The namespaces standard defines how namespaces are referenced within XML documents. This is the standard that reserves the "xmlns" attribute for defining short-hand prefixes for namespaces within XML documents, It also specifies that namespace identifiers must follow the Internationalized Resource Identifiers (IRI) format. PDS uses Uniform Resource Locators (URLs - a subset of IRIs) for namespace identifiers within the PDS system.

Version 1.0 vs. Version 1.1

There is an earlier version of the namespace standard, but for PDS purposes the differences are not significant, Apart from errata, the substantive changes from 1.0 to 1.1 are:

  • Version 1.1 provides a way to un-declare prefixes.
  • Version 1.1 defines namespace names as being IRIs, rather than URIs.

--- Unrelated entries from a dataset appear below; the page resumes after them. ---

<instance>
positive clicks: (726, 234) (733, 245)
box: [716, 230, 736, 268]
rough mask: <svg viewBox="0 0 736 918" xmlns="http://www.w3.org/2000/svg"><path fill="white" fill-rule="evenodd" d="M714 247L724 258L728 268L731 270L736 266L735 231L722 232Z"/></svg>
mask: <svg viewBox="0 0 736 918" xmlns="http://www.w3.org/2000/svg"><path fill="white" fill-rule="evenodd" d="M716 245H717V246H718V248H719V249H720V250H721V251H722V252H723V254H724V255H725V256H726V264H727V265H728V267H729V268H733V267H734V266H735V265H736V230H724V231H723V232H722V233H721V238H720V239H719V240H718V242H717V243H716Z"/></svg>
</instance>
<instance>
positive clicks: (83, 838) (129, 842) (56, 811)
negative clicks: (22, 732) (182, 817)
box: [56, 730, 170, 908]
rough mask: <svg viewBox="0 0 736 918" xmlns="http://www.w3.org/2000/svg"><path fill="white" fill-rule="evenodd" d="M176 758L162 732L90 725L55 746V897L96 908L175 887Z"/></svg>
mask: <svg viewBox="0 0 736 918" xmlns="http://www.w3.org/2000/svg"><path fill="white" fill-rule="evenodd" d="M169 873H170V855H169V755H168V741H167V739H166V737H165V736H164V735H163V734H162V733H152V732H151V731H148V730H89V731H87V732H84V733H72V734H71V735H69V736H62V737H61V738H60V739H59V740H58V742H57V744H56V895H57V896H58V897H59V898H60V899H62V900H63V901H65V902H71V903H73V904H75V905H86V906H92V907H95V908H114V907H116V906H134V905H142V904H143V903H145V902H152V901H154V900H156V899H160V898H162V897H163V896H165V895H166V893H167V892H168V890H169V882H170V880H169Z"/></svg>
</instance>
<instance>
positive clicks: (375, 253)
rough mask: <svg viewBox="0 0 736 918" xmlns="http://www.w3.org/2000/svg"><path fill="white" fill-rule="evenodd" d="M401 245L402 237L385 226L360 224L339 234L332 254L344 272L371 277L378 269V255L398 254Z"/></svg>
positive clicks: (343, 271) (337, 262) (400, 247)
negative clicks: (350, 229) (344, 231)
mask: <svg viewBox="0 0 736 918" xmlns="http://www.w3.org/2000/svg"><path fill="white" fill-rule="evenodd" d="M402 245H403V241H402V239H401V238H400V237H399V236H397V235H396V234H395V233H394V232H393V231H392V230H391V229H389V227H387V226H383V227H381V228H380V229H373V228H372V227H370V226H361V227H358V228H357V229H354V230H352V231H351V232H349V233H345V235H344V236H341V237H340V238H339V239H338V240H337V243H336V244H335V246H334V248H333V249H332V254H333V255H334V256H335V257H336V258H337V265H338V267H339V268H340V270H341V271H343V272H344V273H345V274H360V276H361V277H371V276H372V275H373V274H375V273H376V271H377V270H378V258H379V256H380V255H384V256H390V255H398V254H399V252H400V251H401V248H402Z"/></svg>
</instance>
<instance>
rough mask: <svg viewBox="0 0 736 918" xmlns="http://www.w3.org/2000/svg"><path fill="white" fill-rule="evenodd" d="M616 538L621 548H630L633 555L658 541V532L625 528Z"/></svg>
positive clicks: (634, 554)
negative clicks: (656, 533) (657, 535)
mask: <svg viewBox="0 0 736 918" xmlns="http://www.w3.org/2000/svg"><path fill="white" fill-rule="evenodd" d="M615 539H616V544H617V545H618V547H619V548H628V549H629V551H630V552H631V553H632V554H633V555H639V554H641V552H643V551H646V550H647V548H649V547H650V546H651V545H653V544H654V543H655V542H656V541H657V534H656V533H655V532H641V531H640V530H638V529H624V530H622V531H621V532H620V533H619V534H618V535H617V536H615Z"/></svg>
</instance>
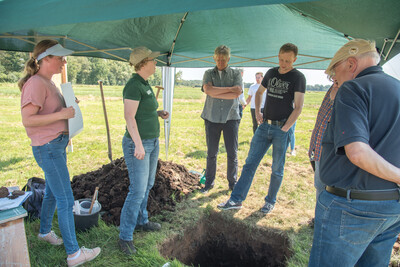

PDS applications are unlikely to ever be so complex as to require un-defining namespace prefixes, and PDS has made a policy decision to use URIs rather than IRIs (the character set constraints are tighter for URIs than IRIs). So Version 1.0 of the namespace standard should be completely sufficient for PDS work.



Other X-standards

In keeping with the modular standards concept, there are other XML standards that are being used and that you might hear referenced, but which you may not have to worry about unless and until you are doing some detailed PDS4 development or validation work that requires them. These include:

XML Catalog
This W3C recommendation defines a special catalog file format for use in translating logical references, like URIs, to physical locations. It also defines the method for resolving references according to the information in the catalog file. If you do any serious work with PDS4 labels, you will likely set up an XML catalog file to resolve schema references. You can read the "Understanding XML Catalog Files" page on this wiki for some history, some explanation, and some specific advice on the likely most useful parts of the standard for PDS work.
XPath
This W3C recommendation provides syntax for selecting specific tags ("nodes" in the XML-speak of the standard) either by their syntactic relationship to other parts of the document or by their values. This syntax is used in Schematron files to find and test various PDS attributes for conditions that are difficult or impossible to dictate via XSD definitions, and also for defining and validating enumerated value lists for attributes that are restricted to specific values. If you're planning to write your own Schematron rules, you'll need to become familiar with this standard.
XInclude
This W3C recommendation formally defines a way to include the contents of an external file into an XML file being processed (that is, the traditional programmers "include" concept). This will probably come up in PDS4 eventually, but not for the early builds.

In all these cases, your friendly, neighborhood PDS node consultant should be able to provide you with examples or templates and additional advice.